JOHNSON CITY, Tenn. (WJHL) – Ballad Health employees who are positive for COVID-19 but asymptomatic or have gone at least 24 hours without a fever will be able to work at Ballad hospitals and facilities, CEO Alan Levine said Thursday.
Citing a staffing crisis that has more than 800 people out with COVID and a record COVID inpatient census, Levine said the system was declaring “crisis staffing,” according to the Centers for Disease Control and Prevention (CDC) updated guidelines.
“If they’re tested positive with COVID but they’re asymptomatic, our expectation is that they will come back,” Levine said at a news conference where he also outlined the crisis’s impact on emergency room wait times and ability to both admit and discharge patients from inpatient rooms.
One thing those guidelines say, however, is that systems must progress through the “contingency” phase prior to entering the crisis phase — and the contingency phase says hospital systems should “cancel all non-essential procedures and visits.”
Levine said Thursday that Ballad has decided not to cancel elective procedures. The guidelines for contingency phase call for systems to “(s)hift HCP (staff) who work in these areas to support other patient care activities in the facility. Facilities will need to ensure these HCP have received appropriate orientation and training to work in these areas that are new to them.”

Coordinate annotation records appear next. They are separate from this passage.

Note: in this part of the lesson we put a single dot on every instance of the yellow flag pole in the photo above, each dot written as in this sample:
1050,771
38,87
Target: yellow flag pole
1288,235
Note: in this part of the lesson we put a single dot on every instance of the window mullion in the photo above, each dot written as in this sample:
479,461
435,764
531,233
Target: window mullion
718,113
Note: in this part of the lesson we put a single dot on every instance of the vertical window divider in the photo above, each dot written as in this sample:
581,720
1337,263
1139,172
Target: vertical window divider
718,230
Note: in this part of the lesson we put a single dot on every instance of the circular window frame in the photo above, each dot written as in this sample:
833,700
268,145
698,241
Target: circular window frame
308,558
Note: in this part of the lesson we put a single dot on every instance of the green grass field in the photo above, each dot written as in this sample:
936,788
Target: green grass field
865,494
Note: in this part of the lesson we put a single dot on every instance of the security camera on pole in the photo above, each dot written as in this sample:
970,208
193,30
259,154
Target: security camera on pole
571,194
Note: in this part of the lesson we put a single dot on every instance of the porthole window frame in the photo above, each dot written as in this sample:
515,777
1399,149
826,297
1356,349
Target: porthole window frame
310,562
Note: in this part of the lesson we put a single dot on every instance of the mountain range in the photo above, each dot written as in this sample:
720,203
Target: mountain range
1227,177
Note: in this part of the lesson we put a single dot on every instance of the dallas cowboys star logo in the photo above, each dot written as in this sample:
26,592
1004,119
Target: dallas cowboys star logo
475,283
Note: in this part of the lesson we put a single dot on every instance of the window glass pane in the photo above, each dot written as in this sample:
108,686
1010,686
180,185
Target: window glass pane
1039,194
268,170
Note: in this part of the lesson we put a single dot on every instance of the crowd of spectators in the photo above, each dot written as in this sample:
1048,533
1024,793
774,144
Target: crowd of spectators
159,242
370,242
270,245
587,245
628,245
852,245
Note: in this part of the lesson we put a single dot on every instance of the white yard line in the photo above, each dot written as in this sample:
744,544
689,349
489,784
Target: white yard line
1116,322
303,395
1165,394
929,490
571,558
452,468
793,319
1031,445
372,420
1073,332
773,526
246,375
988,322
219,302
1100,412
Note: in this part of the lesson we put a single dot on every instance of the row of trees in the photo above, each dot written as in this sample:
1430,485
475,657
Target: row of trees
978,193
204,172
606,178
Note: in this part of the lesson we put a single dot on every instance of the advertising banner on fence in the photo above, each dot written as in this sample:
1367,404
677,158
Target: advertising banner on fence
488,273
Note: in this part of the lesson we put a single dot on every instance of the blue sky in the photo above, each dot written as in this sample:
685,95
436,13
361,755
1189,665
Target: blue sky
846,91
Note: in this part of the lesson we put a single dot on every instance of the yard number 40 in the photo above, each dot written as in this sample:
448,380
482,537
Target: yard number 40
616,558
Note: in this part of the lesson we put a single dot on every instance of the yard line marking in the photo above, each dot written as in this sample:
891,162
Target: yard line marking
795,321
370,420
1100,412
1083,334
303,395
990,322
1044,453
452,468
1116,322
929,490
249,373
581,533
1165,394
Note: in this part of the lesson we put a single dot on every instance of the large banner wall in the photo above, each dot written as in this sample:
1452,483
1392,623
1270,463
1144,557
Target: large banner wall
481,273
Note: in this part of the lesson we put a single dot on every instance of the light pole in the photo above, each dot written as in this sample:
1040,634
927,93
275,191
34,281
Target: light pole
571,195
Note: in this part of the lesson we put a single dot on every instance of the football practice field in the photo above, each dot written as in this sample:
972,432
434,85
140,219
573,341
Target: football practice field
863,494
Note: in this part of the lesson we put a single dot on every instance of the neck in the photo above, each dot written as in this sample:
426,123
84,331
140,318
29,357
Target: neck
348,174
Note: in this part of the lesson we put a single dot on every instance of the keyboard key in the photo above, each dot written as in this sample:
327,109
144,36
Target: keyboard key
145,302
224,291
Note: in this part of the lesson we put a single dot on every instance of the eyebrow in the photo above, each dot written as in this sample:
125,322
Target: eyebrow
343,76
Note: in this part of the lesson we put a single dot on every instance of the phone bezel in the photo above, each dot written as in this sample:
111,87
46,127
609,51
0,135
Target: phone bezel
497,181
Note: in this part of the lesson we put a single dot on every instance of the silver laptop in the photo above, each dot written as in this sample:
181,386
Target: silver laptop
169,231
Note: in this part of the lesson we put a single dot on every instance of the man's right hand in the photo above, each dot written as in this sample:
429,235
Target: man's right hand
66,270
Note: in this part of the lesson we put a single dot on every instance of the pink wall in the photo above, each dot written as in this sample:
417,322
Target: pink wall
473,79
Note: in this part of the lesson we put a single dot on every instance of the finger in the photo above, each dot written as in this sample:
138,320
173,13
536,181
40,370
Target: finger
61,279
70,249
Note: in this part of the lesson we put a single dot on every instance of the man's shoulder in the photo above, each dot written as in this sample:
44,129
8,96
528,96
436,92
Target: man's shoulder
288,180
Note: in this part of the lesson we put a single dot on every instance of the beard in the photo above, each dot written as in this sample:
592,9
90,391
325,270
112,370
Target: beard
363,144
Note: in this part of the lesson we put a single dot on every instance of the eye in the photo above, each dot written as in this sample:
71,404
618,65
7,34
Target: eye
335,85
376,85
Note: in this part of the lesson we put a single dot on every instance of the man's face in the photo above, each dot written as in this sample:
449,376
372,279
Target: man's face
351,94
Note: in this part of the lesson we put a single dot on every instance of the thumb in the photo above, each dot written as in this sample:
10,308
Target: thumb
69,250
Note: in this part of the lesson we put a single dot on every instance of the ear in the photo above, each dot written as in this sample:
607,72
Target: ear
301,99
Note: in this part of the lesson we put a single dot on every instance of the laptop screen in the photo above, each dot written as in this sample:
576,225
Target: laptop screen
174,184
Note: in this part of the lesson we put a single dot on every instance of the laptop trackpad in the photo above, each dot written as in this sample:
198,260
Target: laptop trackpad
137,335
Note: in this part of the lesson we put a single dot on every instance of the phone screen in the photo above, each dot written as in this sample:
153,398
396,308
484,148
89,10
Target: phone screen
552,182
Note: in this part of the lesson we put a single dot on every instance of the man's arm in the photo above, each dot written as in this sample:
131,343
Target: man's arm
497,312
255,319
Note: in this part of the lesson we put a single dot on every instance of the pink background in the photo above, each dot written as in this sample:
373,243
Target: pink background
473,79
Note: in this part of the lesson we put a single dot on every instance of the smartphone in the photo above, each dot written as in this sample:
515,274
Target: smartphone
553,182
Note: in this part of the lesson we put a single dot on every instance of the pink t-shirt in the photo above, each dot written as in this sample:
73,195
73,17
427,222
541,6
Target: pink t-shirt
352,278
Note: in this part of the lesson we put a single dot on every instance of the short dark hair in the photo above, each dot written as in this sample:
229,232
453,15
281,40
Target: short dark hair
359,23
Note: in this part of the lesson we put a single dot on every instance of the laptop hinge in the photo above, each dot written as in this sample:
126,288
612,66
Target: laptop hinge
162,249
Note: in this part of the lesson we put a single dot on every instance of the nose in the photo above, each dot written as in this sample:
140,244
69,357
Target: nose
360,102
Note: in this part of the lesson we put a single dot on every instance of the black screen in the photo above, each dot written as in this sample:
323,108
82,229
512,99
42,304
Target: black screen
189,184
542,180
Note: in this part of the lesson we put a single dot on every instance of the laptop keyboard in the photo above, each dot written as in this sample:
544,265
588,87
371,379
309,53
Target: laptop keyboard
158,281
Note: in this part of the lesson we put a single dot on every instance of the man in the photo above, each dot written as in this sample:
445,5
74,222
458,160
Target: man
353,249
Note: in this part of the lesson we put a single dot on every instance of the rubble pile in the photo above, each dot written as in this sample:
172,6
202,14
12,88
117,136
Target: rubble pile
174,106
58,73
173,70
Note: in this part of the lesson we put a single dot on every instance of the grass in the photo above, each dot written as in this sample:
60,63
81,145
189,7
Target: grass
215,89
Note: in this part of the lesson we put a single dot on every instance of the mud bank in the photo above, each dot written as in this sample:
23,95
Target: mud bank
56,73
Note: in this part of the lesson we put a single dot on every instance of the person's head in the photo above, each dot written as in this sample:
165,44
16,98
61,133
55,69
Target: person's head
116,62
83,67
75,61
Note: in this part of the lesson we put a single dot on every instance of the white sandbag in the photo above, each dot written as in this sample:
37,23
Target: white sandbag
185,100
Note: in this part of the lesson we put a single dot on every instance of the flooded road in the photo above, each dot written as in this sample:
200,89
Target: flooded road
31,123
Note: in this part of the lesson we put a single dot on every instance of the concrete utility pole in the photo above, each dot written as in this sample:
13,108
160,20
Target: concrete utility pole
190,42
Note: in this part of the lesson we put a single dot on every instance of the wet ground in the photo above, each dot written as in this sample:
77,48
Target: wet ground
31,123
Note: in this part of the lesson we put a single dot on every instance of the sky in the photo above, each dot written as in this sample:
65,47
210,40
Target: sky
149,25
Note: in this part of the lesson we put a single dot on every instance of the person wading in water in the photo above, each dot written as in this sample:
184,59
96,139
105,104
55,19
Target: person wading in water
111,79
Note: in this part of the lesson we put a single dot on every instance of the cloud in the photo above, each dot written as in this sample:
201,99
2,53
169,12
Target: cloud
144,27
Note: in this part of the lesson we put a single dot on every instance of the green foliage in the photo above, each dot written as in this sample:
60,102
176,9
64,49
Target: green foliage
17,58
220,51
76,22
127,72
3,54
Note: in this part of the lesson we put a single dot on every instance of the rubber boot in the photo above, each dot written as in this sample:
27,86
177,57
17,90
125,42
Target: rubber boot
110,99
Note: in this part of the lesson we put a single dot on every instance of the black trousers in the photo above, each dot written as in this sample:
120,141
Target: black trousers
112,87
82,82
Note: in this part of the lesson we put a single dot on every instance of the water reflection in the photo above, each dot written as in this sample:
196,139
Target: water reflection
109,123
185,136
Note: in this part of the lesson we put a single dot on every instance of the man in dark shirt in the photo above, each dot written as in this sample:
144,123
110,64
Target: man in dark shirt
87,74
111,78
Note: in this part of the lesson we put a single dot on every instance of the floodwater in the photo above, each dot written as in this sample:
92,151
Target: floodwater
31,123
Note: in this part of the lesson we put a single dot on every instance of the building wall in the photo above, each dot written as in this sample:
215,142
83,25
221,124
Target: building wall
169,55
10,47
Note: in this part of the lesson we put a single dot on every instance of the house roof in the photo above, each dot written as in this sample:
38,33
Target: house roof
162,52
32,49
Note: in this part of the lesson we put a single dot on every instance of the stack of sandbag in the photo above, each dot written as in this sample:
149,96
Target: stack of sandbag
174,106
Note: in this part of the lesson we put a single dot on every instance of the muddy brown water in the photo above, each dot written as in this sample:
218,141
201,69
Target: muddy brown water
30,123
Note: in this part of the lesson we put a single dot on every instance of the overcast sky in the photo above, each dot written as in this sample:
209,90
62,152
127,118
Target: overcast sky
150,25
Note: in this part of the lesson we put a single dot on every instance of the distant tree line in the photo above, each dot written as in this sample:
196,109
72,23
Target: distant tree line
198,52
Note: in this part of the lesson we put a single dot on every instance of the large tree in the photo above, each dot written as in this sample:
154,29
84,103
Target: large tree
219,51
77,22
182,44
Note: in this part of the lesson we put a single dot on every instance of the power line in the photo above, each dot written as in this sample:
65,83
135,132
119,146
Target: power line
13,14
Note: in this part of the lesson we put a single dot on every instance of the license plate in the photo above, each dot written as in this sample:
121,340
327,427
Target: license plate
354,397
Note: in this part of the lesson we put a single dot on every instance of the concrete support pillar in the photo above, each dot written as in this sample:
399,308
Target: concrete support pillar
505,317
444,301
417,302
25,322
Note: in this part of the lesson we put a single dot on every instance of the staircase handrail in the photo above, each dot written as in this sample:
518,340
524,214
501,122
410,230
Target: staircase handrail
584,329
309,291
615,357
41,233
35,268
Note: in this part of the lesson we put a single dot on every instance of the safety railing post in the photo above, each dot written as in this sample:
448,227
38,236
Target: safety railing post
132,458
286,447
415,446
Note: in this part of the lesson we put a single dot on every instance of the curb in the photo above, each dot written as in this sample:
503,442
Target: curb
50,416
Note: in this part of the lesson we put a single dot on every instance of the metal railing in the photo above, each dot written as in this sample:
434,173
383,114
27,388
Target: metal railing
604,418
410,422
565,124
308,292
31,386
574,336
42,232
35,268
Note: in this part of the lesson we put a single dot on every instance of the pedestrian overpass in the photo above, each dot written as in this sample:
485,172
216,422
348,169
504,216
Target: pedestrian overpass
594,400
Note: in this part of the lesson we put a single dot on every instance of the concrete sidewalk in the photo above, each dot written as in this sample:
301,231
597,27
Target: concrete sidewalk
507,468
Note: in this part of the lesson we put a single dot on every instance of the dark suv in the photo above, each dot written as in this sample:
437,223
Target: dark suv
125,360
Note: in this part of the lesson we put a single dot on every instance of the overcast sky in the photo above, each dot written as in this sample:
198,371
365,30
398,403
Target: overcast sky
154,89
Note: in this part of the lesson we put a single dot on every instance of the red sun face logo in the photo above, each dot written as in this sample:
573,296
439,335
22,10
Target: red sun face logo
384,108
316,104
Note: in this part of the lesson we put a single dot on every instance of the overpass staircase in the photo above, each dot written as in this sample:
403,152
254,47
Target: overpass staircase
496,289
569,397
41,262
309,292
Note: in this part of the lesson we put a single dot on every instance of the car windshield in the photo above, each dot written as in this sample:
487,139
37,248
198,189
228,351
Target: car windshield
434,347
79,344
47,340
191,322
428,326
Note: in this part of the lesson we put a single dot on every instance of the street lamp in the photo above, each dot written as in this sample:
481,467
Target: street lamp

Levine didn’t mention that part of the guidelines.
“All of the things we’re putting in place are guided by the CDC in terms of best practice for how to bring people back who might have COVID or who have had it and are on the route to recovery, because we need their help,” Levine said.
“As a hospital system who has to care for patients who are very sick, there’s a point beyond which it becomes more risky to keep these people at home and not take care of the people that need help, and that’s the point we’re at.”
Ballad had a record 436 COVID-19 inpatients Thursday. Levine said about two-thirds of the 834 employees currently out with COVID work in clinical positions.
Levine said understaffing both at Ballad and at other post-acute facilities where some patients go after discharge has created a “cascading effect” that’s filling emergency rooms to overflowing as the system lacks inpatient beds to put patients needing hospitalization in.
CDC guidance updated Jan. 21 under the title “Strategies to Mitigate Healthcare Personnel Staffing Shortages” lists work restrictions due to COVID under conventional standards as well as “contingency” and then “crisis” standards. The CDC website says those strategies are supposed to be considered and implemented in order with crisis care being last.
Levine said Ballad wants to avoid a third round of stopping elective procedures. He said COVID-positive employees will be restricted from working in several departments, including oncology and Niswonger Children’s Hospital.
“If they’re clinical, it’s possible they can come back and work in a COVID unit,” Levine said. “It’s possible they can work in the emergency department as a sitter when we have mental health holds.”